Genau ein Jahr nach der ersten Optik-Tour ging die zweite Tour an den Start. Diesmal hiess es OPTIK TAKEOVER – benannt nach dem im September erschienenen Labelsampler OPTIK TAKEOVER. Das einzige Konzert im ostdeutschen Raum fand in Dresden statt.
Los gehts: Letztes Jahr gab es ja schon ein fettes Intro, aber der Trailer dieses Jahr war einfach nur Bombe. Savas als Soldier springt aus einem Helikopter und rennt zielstrebig durch die Gegend und dann fällt der Vorhang und die komplette Army steht auf der Bühne und stellt sich vor: „Das ist OR“.
Um gleich zum Anfang auch ein Statement zu setzen performte Savas „Da bin, da bleib“ und Moe performte anschließend „2005 til Infinity“.

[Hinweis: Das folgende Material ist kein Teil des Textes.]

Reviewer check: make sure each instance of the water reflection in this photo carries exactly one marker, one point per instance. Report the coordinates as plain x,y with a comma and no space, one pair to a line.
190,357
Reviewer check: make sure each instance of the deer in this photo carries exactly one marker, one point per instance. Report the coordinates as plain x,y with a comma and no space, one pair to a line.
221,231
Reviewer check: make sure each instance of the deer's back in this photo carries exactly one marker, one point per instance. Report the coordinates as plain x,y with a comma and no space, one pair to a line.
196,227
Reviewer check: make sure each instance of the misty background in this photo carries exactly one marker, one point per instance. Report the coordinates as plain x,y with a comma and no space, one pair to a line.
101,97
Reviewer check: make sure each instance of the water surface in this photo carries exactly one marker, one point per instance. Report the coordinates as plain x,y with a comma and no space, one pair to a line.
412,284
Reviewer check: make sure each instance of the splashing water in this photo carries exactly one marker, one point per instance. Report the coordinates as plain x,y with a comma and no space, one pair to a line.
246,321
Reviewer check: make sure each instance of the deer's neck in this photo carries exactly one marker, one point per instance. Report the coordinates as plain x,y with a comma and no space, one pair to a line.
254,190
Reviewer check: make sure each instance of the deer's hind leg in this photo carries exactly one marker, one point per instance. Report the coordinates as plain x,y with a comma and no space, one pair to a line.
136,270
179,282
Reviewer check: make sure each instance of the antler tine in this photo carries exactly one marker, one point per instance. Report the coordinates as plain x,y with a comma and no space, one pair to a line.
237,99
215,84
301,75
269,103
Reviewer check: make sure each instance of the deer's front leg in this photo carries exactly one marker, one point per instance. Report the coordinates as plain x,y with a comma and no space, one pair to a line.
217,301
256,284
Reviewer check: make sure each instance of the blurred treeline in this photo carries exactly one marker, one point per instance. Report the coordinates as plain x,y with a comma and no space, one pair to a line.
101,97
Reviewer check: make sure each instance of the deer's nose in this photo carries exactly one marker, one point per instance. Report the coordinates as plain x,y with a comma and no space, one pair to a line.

Dieses Jahr war das ganze Programm etwas strukturierter. Es gab verschiedene Blöcke, in denen sich jeder Optik-Artist selbst präsentieren konnte und er somit mehr Aufmerksamkeit vom Publikum bekam. Außerdem lief zu allen Tracks eine Video-Animation, was die Bühnenshow, samt Lichtshow komplettierte.
Als erstes hat Ercandize mit Lakman als Unterstützung einige seiner Tracks performt. Vor allem bei „Pottwilder“ sind beide richtig abgegangen und haben das Publikum derbe gerockt.
Danach war Franky Kubrik an der Reihe, welcher von Amaris und Jifusi supportet wurde. Franky hat nochmal eins drauf gesetzt und ist richtig abgegangen. Die Show war die reinste Energie-Ansammlung.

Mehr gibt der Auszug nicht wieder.